Predictions for Future Direction
Faced with the "denial" stance of Anthropic and OpenAI, two distinct voices have emerged within the industry.
Some believe the logic of pre-IPO stock trading is dead. If leading giants like Anthropic and OpenAI spearhead the suppression of SPVs, other major companies may follow suit. With the support of equity being shaken, it is questionable whether so-called pre-IPO stock tokens still hold any value.
However, another group, including Rivet founder Nick Abouzeid, believes this is not a cause for alarm. Trading pre-IPO stock tokens through unofficial channels has always been a gamble, and buyers should have had the "awakening that the company won't recognize it" from day one. You lack the opportunity for direct investment; obtaining that opportunity through other means inevitably involves bearing some risk.
In summary, at a time when premiums on pre-IPO stock tokens are continuously expanding and market sentiment is gradually turning euphoric, the statements from Anthropic and OpenAI have undoubtedly thrown cold water on the entire sector.

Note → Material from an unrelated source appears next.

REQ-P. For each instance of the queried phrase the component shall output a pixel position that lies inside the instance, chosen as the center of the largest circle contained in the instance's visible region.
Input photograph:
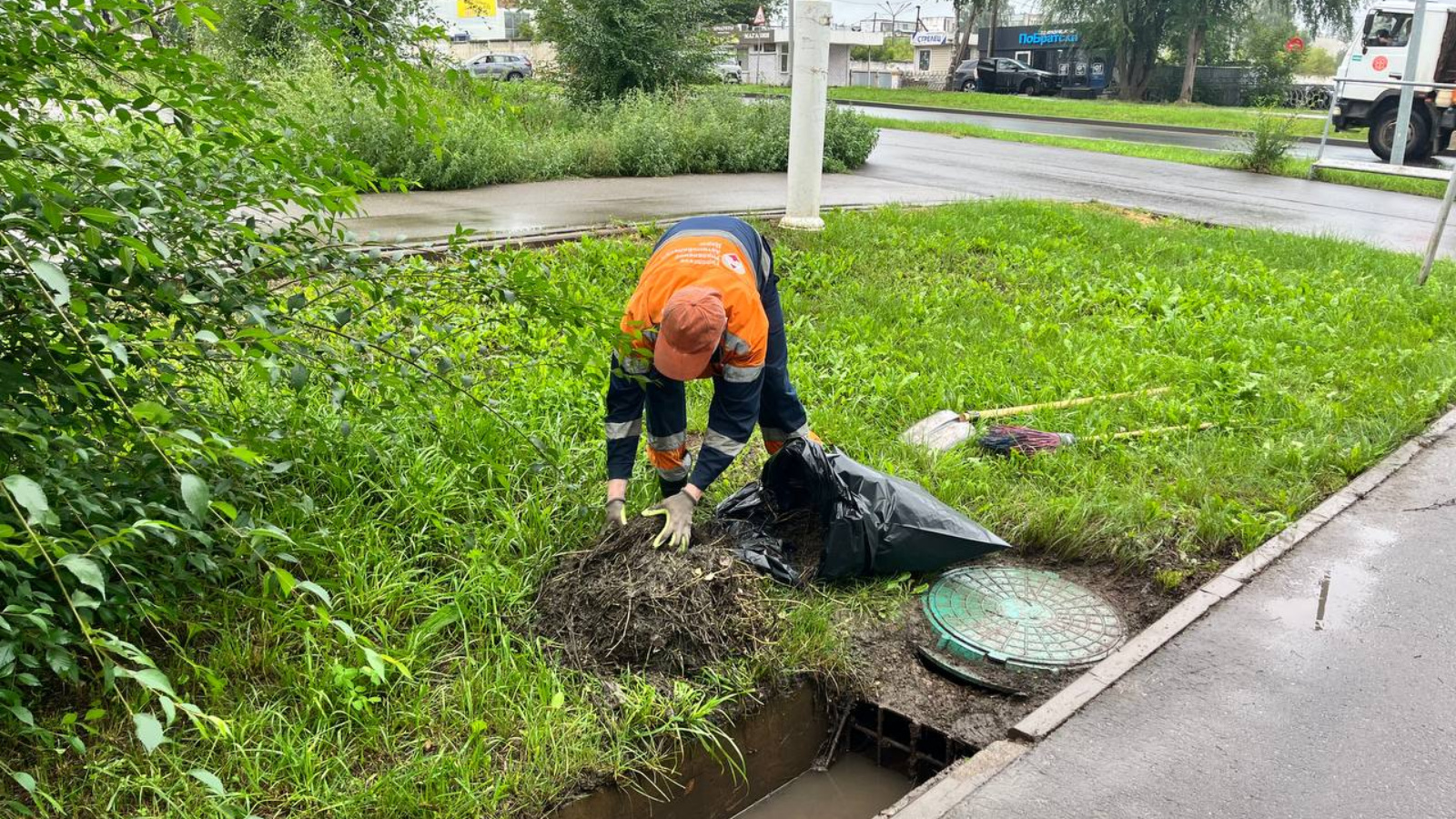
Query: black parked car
(1005, 76)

Over the past few months, more and more investors have begun to view pre-IPO stock tokens as a "low-barrier channel to participate in the growth of top-tier AI companies." The valuations of some AI-themed pre-IPO stock tokens have clearly detached from reality, even sparking frenetic trading far above their last funding round valuations. In this context, Anthropic and OpenAI's public "anti-fraud" efforts are, to some extent, redefining the boundaries of this rapidly growing new market.
For speculators, this is a risk education; but for the long-term development of the industry, the market might just need such a moment of "de-bubbling."